I think we're mainly talking about conversations that aren't with total strangers though. I don't have much interest in conversation with strangers I'll never see again in situations like a swing park either but do expect people I'm in a social scenario with to make an effort.

I think you can say no in many situations like weddings etc. Or just go for a very brief time to put in an appearance and create an excuse and leave. But for the conversations you do end up having in these circumstances it is polite to show an interest in other people. You can always prepare a handful of questions and possible follow-ups before you go/practice with your partner/husband? If I really didn't like someone I wouldn't go to dinner with them. It's not the end of the world if one partner has to attend without the other.

snowdropsrout · 14/02/2018 01:01

I tend to see showing a level of polite interest in another person you have been thrown together with is polite. Showing zero interest in them (by asking them nothing about themselves) to me, always comes across as rude and superior or very self centred. Some of comments by posters above have confirmed that!

SteamTrainsRealAleandOpenFires · 14/02/2018 01:03

but do expect people I'm in a social scenario with to make an effort.

Ok you mean like a mandatory attendence @ a company Xmas party.?

.

frogclimber · 14/02/2018 03:17

I can't see that a xmas party would ever be mandatory. I understand if you want to go for promotions it would be the done thing to go but nobody can force you! If you don't make the effort other people have to make twice the effort than they would otherwise have had to and they may not be delighted to be there either!

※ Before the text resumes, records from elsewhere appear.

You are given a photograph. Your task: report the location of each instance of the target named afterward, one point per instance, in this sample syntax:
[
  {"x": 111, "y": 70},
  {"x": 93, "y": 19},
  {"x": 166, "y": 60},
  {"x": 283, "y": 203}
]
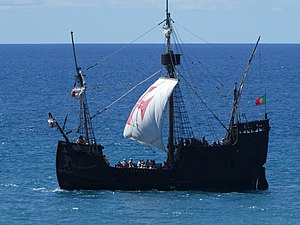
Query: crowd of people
[{"x": 142, "y": 164}]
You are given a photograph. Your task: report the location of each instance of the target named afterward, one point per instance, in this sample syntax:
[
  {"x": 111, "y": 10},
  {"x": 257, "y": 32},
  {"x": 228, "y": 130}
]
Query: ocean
[{"x": 37, "y": 79}]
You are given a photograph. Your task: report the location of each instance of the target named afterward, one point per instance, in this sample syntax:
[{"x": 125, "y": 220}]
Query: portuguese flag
[{"x": 261, "y": 100}]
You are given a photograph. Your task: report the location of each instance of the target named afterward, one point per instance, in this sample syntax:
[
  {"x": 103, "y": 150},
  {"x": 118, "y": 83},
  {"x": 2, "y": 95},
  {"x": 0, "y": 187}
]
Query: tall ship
[{"x": 236, "y": 162}]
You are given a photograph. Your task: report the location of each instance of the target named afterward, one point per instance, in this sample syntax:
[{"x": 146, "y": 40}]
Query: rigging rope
[
  {"x": 204, "y": 103},
  {"x": 112, "y": 54},
  {"x": 118, "y": 99},
  {"x": 125, "y": 94}
]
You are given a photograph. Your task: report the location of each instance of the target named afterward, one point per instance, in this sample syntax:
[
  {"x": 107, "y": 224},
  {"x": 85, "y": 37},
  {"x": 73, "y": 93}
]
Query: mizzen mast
[
  {"x": 81, "y": 95},
  {"x": 170, "y": 60}
]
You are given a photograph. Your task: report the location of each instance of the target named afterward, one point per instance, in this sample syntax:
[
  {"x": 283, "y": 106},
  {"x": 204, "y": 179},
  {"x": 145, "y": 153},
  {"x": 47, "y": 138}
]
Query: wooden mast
[
  {"x": 80, "y": 78},
  {"x": 238, "y": 93},
  {"x": 169, "y": 61}
]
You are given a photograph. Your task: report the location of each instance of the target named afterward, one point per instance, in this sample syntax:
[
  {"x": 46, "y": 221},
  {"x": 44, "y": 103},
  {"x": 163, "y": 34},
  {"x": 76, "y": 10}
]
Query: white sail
[{"x": 146, "y": 118}]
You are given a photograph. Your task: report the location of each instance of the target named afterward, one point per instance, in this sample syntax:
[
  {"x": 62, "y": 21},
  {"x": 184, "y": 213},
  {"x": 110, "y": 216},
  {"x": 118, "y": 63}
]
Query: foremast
[
  {"x": 170, "y": 60},
  {"x": 238, "y": 92},
  {"x": 79, "y": 92}
]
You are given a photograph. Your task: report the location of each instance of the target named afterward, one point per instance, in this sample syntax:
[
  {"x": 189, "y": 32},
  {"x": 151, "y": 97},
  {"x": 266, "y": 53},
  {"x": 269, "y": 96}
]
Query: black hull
[{"x": 230, "y": 167}]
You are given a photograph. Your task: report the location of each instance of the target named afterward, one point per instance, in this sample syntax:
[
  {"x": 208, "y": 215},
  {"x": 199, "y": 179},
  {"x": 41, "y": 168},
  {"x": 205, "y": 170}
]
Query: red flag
[{"x": 260, "y": 101}]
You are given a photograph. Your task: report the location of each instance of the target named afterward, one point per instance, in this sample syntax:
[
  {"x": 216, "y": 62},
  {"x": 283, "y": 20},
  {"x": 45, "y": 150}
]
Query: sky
[{"x": 122, "y": 21}]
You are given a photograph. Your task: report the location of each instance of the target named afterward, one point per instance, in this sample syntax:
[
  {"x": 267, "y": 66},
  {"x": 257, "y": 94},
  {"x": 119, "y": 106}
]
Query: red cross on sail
[{"x": 145, "y": 121}]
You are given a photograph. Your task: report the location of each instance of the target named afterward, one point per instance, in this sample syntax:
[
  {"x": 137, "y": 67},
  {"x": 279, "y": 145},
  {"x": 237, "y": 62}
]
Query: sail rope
[
  {"x": 118, "y": 50},
  {"x": 126, "y": 93},
  {"x": 193, "y": 89},
  {"x": 117, "y": 100},
  {"x": 210, "y": 44}
]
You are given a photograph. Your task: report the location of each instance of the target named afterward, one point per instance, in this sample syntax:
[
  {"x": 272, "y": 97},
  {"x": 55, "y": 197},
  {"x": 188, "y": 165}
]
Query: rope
[
  {"x": 118, "y": 99},
  {"x": 112, "y": 54},
  {"x": 125, "y": 94}
]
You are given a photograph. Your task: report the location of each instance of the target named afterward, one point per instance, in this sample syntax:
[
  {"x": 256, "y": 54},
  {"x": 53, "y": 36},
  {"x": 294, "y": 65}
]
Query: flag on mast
[{"x": 261, "y": 100}]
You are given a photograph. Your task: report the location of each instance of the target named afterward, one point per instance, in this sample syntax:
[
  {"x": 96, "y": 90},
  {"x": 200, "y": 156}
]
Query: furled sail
[{"x": 146, "y": 118}]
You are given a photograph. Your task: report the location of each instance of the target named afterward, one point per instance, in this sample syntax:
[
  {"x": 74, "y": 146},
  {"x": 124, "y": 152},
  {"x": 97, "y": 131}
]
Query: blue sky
[{"x": 121, "y": 21}]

Mummadeeze · 14/02/2018 06:55

There are definitely two types of people here - ones who don't ask many or any questions but are still interested in what you have to say which implies they are shy or a bit socially awkward. And others who don't ask any questions but will talk about themselves for hours and just don't think about being interested in you. These people are ego centric and self centred. I am friends with both types - the second type I kind of tolerate and I just offer information about myself even though not asked for it to make the conversation more balanced. The first type, am happy to talk to more and to keep slowly trying to find out more about them which usually happens in time. The people I click most with obviously are with neither of these types where the questions flow back and forth. I am a very social person though and want to be friends with everyone so adapt my conversation style based on the person. The ones who only talk about themselves however are wearing and I do find it weird that they haven't at least trained themselves to ask some questions to be polite!